The Greek crisis and Hungary
December 31st, 2014Népszabadság warns that the possibility of electoral victories by new, anti-establishment movements in southern Europe makes the future of the Euro-zone increasingly uncertain. Hungary’s adoption of the common currency may thus be postponed to the distant future.
“A spectre is haunting Southern Europe, the spectre of the outraged,” Népszabadság writes in its front page editorial, paraphrasing the “Communist Manifesto” by Marx and Engels. Greece, the weakest link of the Euro-zone has failed to elect a new president and is thus facing snap elections in January. The far-left Syriza party may well come in first and the 50 mandate bonus offered by the electoral law to the winner may bring it to power. Although Syriza leaders have lately conspicuously refrained from threatening to leave the Euro-zone, Népszabadság believes that such a move is not to be excluded. Moreover, Syriza’s success would be a strong boost to the Spanish “Podemos” party that has grown out of the protest movement called the “Indignados” (“Outraged”).
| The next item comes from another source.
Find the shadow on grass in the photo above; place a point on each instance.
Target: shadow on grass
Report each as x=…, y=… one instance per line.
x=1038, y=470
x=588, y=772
Thus Spain, just like Greece, may also be shifting from a bi-polar to a tripartite system, with an anti-establishment party overtaking the moderates in the polls. On top of it all, nobody knows what the outcome of the elections in Great Britain will be later next year. As a result, the plight of the Euro is more uncertain than ever, and EU member countries (including Hungary) outside the Euro-zone may gain further pretexts to keep their distance from the common currency, the authors conclude.